Jade thought that the creature’s suffering was all the greater for its strength and size; there was nothing tragic about a captive flea. She didn’t want to keep looking, and at the same time couldn’t turn around and leave it. She had been longing to see the world. Now that she saw what it was, she felt a creeping sense of nausea.
Seeing Giant at the zoo, Jade understands at once that the world is set up to produce suffering. Later she tells JungHo that Giant thinks all day not about food (as JungHo, himself accustomed to hunger, suggests) but continuously asks himself, How can I get out of here?
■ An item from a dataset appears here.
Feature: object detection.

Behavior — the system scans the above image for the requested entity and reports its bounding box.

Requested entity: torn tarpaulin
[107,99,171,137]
Like MyungBo, then, Jade perceives a longing for liberation in those whom the system has trapped. But unlike MyungBo, who was educated in Tokyo and is positioned to inherit his family’s estate, Jade has neither great power nor great wealth, and so she devises no grand schemes. Nor does she make grand pronouncements about her purposes or survival. “Why do I have to survive?” she asks of Ito in a chance encounter with him toward the end of the war. “I feel like there’s no meaning to it. The world is crumbling down, it’s becoming a more evil and dark place every day, and I have no one.” (“Fuck war, and fuck loneliness. Stay alive,” he responds before returning, in 1944, to his family home in Nagasaki, and it is remarkable how the novel manages to generate empathy even for one of its most loathsome characters, the self-satisfied collector of animal pelts and antiques; accumulating the products of destruction cannot save him from destruction.)
Though she may question its necessity or meaning, Jade does survive, in the meantime helping those whom she can help, such as HanChol, the rickshaw driver whose school fees she pays, and Dani, her adoptive aunt whom she nurses through her last days. Living as she does in the cracks or margins of the system is one way to survive the system—as perhaps, Jade learns, even the tigers have done in Korea, possibly finding a home in the Demilitarized Zone or in the mountains along the border between China and North Korea.